Good to know, although whether this is comforting or ominous depends on what Obama decides about troop levels, doesn’t it? The one outcome guaranteed to anger both left and right is staying put with too few troops to secure the country; all that does is keep men in harm’s way to save face until we can withdraw “with honor.” If we’re going to keep just enough people there to lose, pull out now and save some American lives.
“We are not leaving Afghanistan. This discussion is about next steps forward and the president has some momentous decisions to make,” Gates said in a TV program taped at George Washington University that will be aired by CNN on Tuesday…
“The reality is that because of our inability, and the inability, frankly, of our allies, (for putting) enough troops into Afghanistan, the Taliban do have the momentum right now, it seems,” Gates said.
However, he said the United States could not afford to give al Qaeda and the Taliban the propaganda victory of a U.S. retreat in Afghanistan, where mujahideen forced the Soviet Union to withdraw in 1989 after a decade of bloody warfare…
“What’s more important than that in my view is the message that it sends that empowers al Qaeda … The notion that they have come back from this defeat, come back from 2002, to challenge not only the United States but NATO, 42 nations, is a hugely empowering message should they be successful.” he said.
Sure sounds like he’s leaning towards McChrystal’s counterinsurgency strategy/heavy footprint, which may explain why news stories about how we’ve infiltrated Al Qaeda and how the organization is a shell of its former self are now creeping into newspapers. Clearly, some military and intel people who’d prefer Biden’s counterterror approach and a lighter footprint are keen for Americans to think that current troop levels are adequate to keep AQ under control.
Hunted by U.S. drones, beset by money problems and finding it tougher to lure young Arabs to the bleak mountains of Pakistan, al Qaeda is seeing its role shrink there and in Afghanistan, according to intelligence reports and Pakistani and U.S. officials. Conversations intercepted by the U.S. show al Qaeda fighters complaining of shortages of weapons, clothing and, in some cases, food. The number of foreign fighters in Afghanistan appears to be declining, U.S. military officials say…
Similarly, the U.S. in the past was unable to comprehensively monitor communications in Pakistan; that has now been rectified, said an official briefed on U.S. operations. Through that monitoring, U.S., British and Pakistani intelligence officials have seen increasing evidence that al Qaeda is having difficulty raising money…

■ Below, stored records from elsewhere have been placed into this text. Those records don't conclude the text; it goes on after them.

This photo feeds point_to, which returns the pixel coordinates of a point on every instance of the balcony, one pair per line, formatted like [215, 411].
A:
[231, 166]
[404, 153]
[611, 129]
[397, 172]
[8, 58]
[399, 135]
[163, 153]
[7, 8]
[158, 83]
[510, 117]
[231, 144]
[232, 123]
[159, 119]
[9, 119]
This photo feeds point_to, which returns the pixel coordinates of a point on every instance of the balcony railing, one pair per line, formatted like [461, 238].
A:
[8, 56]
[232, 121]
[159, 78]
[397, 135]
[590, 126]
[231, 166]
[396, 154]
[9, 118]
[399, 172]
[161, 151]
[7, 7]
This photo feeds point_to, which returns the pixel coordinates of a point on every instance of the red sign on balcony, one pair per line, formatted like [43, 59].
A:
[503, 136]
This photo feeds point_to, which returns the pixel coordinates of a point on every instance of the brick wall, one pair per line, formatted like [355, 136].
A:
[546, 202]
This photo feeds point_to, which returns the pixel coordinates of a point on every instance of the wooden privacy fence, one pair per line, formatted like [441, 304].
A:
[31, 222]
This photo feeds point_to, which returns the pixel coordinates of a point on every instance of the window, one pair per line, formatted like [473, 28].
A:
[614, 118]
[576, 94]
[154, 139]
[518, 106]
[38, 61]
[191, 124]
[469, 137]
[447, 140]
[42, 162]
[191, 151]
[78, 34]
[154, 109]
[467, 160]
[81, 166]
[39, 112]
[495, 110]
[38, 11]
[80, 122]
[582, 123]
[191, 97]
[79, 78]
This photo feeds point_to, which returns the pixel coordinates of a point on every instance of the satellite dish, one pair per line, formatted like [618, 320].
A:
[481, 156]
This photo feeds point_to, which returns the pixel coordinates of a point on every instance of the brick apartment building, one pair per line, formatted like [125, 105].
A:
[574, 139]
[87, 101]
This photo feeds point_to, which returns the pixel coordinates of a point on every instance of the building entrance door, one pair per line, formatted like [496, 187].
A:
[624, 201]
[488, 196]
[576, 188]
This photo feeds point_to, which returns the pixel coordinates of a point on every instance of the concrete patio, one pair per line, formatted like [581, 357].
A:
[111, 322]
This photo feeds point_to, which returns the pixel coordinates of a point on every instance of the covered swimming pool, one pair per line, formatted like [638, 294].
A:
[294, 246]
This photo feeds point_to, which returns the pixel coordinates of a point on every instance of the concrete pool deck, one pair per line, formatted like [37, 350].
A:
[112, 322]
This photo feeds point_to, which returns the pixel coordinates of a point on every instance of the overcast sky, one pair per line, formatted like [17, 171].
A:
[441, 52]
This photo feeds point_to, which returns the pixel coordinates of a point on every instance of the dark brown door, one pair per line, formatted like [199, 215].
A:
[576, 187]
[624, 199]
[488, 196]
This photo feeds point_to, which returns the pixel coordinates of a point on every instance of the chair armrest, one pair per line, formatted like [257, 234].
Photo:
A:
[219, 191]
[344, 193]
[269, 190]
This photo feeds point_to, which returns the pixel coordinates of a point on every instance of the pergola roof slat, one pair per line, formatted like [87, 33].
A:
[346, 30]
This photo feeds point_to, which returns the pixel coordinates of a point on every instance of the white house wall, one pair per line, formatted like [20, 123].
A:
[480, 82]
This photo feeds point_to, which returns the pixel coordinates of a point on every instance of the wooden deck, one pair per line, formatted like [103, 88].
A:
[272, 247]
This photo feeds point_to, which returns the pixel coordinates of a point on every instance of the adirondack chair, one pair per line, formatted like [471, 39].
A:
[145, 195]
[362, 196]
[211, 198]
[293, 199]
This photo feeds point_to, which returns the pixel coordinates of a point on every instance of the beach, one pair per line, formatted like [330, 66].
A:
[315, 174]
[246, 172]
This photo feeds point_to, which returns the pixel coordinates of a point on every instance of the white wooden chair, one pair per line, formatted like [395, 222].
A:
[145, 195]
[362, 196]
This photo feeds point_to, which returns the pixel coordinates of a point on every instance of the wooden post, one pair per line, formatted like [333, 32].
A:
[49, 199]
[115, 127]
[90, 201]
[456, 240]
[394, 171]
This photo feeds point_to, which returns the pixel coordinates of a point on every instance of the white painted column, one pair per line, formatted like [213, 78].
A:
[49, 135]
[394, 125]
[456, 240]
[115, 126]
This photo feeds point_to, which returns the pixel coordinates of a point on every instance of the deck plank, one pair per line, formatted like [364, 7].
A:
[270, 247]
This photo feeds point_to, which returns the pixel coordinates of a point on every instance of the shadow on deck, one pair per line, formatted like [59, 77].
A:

The new intelligence has provided fresh ways to try to undermine the foreign al Qaeda fighters. Pakistani authorities say they’ve started targeting food shipments believed to be headed for al Qaeda operatives, who prefer their own cuisine over local fare. “The Talibs, they’re eating mutton, chicken, bread — the food ordinary people eat,” said an officer from Pakistan’s ISI spy agency. “The Arabs want their own food.”
Exit question: If the Al Qaeda senior leadership is so boxed in, how’d Najibullah Zazi manage to make contact with them?